1. Ms Dolan asked the Minister of Agriculture, Environment and Rural Affairs how he will mitigate any disruption to the beef sector as a result of changes to the agricultural flat rate scheme (AFRS). (AQO 1126/17-22)

Photo of Edwin Poots Edwin Poots DUP

This refers to valued added tax, which is a reserved matter and therefore the responsibility of HM Treasury and HMRC. The changes that will be made to the agricultural flat rate scheme from 1 January 2021 are that farm businesses can join the scheme if their turnover from farming-related activities is less than £150,000 and that they are required to leave the scheme if that turnover subsequently exceeds £230,000. That brings the scheme into line with the general flat rate scheme.

The agricultural flat rate scheme is intended to provide easement from the administrative burden of VAT registration by allowing farmers to receive a payment equal to 4% of their sales value in lieu of VAT paid on inputs. The vast majority of small beef and sheep farmers will continue to be eligible for the scheme. Where farms exceed the turnover limit, they can still be VAT registered and reclaim input VAT. The flat rate scheme is intended to be fiscally neutral and not to be more generous than being VAT registered.

Photo of Jemma Dolan Jemma Dolan Sinn Féin

I thank the Minister for his answer. Does he acknowledge that changes to the flat rate scheme will cause disruption to the beef sector and could significantly disadvantage our primary producers?

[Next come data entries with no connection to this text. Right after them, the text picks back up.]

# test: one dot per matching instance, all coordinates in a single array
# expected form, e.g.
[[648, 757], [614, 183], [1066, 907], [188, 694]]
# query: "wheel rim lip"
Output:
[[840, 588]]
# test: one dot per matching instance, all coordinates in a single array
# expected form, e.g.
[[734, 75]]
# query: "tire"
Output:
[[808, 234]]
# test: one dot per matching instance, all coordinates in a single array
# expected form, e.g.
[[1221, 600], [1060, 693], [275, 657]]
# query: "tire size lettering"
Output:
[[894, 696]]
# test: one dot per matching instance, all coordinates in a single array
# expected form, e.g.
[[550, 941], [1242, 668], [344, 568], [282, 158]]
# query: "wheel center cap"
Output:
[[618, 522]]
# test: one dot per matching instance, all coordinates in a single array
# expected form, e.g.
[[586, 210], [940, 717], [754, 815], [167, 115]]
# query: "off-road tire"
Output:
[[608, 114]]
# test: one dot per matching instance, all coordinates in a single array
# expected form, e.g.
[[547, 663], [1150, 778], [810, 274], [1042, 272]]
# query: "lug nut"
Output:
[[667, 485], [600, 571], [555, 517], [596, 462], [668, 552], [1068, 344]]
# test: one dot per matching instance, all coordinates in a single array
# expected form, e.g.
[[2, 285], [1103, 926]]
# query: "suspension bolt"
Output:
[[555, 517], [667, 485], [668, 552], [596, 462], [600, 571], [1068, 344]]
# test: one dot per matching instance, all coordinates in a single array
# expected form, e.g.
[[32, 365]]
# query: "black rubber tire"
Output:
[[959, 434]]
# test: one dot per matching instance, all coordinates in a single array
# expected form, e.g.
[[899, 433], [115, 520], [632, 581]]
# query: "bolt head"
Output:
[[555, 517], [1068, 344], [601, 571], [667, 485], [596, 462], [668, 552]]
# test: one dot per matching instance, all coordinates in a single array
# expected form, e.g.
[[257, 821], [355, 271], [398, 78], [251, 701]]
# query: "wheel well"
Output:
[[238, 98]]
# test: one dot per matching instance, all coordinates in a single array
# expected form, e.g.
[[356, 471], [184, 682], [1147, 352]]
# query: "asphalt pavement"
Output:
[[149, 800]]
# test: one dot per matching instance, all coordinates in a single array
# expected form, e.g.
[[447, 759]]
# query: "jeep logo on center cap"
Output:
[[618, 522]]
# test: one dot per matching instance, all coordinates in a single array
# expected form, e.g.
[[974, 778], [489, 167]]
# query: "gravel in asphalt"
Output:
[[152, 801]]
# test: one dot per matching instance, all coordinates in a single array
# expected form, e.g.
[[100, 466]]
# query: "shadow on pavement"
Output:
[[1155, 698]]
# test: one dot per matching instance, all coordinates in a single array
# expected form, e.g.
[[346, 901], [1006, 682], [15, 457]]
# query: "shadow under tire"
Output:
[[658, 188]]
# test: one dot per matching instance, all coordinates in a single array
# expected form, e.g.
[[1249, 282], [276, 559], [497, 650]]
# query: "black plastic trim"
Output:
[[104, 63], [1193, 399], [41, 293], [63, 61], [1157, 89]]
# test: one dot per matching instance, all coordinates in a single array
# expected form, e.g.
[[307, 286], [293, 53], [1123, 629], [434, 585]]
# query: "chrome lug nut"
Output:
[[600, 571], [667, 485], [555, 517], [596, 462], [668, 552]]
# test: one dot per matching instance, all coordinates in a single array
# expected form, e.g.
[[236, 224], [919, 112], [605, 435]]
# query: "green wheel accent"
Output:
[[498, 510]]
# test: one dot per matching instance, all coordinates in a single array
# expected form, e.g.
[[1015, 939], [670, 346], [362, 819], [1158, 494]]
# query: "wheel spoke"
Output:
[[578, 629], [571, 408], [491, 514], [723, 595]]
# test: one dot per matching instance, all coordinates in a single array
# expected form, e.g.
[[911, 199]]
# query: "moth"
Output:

Photo of Edwin Poots Edwin Poots DUP

It should be less of an issue for primary producers. It is something that would have a more significant impact on beef finishers that have been in the scheme. Many of them will move out of the threshold very quickly, because, although their profitability and margins are quite low, their turnover is quite high. I suspect that that is why the Government are doing it: to ensure that the scheme, which is supposed to be a scheme to facilitate making the reclaiming of VAT easier, is cost-neutral. For some of the bigger operators, it is perhaps not cost-neutral. The scheme may have some impact, in that the finished price of beef may be reduced, because of the number of individuals involved who are required to store cattle. Generally, however, sheep and beef farmers will be able to avail themselves of the scheme, if they so desire ,because they will fall within the £150,000 turnover threshold .

Photo of Robbie Butler Robbie Butler UUP

Can the Minister tell us what underpinning schemes and information he has put in place to enlighten the farming community about these changes and the support available for those wanting to join the scheme?

Photo of Edwin Poots Edwin Poots DUP

That is being led by HMRC, and it is for it to inform those who are currently in the scheme that they will no longer be able to avail themselves of it. I believe that that has been the case. It is pretty well known within the sector that the scheme is changing at the end of the year. Many of those who have participated in it up until this point will no longer be able to, because of their turnover.